CD4 T-cells are recruited 24 h after a stroke, but peak infiltration occurs 3–4 days after the stroke (Stevens et al., 2002). While there are a variety of CD4 T-cell subsets, the Th1 subset has shown promotion of stroke neuropathology. Gu et al. (2012) compared Th1, Th2, and a Treg knockout mice and saw a more significant decrease in infarct volume in the Th1 knockout and a lower neurological score compared to the other groups, supporting the hypothesis that the Th1 subset promotes stroke neuropathology. The α7-nAChR is found on CD4 T-cells, and the literature shows that cholinergic signaling can attenuate inflammatory CD4 T-cells, and the receptor expression exponentially increases after the CD4 T-cells become activated (Nizri et al., 2009).
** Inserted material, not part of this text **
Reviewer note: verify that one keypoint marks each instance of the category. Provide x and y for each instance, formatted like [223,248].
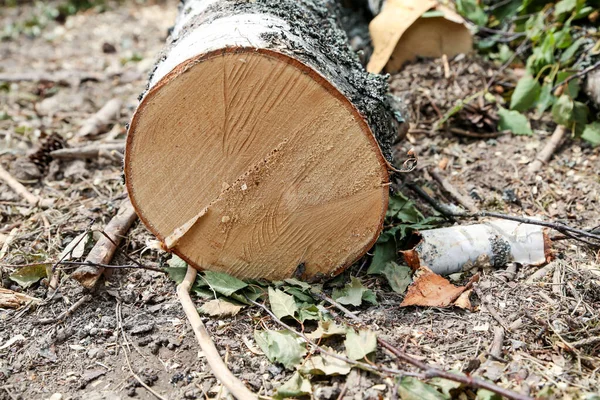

In an animal model of multiple sclerosis that was treated with nicotine, an α7-nAChR agonist, the authors saw a decrease in Th1 transcription factor and Th1 cytokines (IFN-y, TNF-a), an increase in Th2 transcription factor GATA-3, a reduction in IL-10, an increase in IL-4, and a decrease in IL-17. Their work demonstrated that α7-nAChR agonist can modulate CD4 T-cells (Nizri et al., 2009). However, our data demonstrated no changes in the inflammatory Th1 (CD4+IFNY+) and Th17 (CD4+IL-17A+), the anti-inflammatory Th2 (CD4+IL-4+), and the T regulatory (CD4+FOXP3+) CD4 T-cell phenotype in the PNU-treated group compared to the vehicle-treated group in both the spleen and cervical lymph nodes. There was also no difference in the Th1 to Th2 ratio between the groups. This may reflect a lack of protection at 3 days post-tMCAO, supporting the time-dependent efficacy of PNU-120596 in the mouse stroke model.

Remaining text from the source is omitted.